Let’s go back to the roommate story. Let’s say one day your roommate,
the one with the pet mouse, says to you, “Oh, by the way, I’m still
really upset about Charlie. So, I’m moving out tomorrow. You’ll have to
find someone else to share the rent.”
You say to her, “You can’t just spring that on me! I’ll need time to
find another roommate!”
But then you think about. Maybe it’s for the best. Every time you see
her you feel guilty about Charlie, her pet mouse.
And anyway, she does something that really annoys you. She always
expects you to buy her things: she wants you to spring for lunch, spring
for movie tickets, and sometimes even spring for groceries.
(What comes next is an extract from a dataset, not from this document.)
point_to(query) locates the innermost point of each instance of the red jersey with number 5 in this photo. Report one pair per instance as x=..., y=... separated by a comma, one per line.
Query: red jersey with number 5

When you spring for something, you pay for someone else.
This expression can also be an informal invitation. At work you can say
to a colleague, “I have spring fever. Let’s leave early and go to an
outdoor café. I’ll spring for coffee.”
Now, besides being a season and a verb, the noun “spring” refers to a
metal coil that is wound tightly. When the coil unwinds, it often jumps.
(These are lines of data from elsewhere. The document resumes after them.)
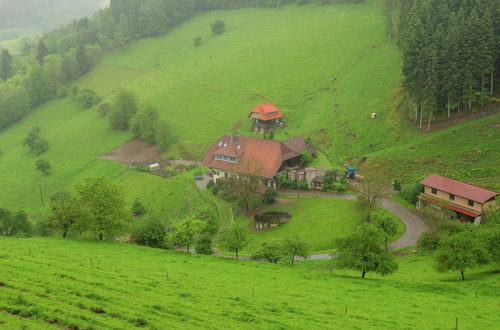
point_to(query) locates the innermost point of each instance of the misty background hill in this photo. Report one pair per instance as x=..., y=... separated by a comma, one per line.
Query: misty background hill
x=24, y=18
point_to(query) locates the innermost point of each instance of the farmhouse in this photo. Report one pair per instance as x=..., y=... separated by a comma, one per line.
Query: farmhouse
x=467, y=201
x=266, y=117
x=233, y=155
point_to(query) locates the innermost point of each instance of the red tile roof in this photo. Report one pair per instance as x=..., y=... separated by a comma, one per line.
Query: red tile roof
x=268, y=111
x=256, y=156
x=452, y=207
x=458, y=188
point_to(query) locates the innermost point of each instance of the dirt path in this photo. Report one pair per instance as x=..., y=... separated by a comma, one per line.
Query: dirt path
x=135, y=152
x=415, y=225
x=462, y=117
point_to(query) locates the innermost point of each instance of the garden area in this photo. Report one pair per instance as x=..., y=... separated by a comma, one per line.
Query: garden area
x=317, y=220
So, we often say a person has a spring in his step if he is lively and
active. He might even appear to jump, or bounce, a little when he walks.
There is another way we use “spring” as a description.
In the case of a spring chicken, “spring” means young. Also called a “springer,”
these young chickens have very tender meat. However, “spring chicken” is
also an informal, humorous way to refer to someone who isn’t young at
all. So, we use this expression in the negative form, as in “no spring
For example, let’s say you know an 85-year old man who decides to run a
marathon, even though he has never exercised before. You could say,
“That’s amazing! After all, he’s no spring chicken.”
But be careful when using this expression. It could be a little
disrespectful. Let’s say your boss shows you a picture of his wife, and
you say, “Wow, she’s no spring chicken.” That response would be
disrespectful and a bad career move.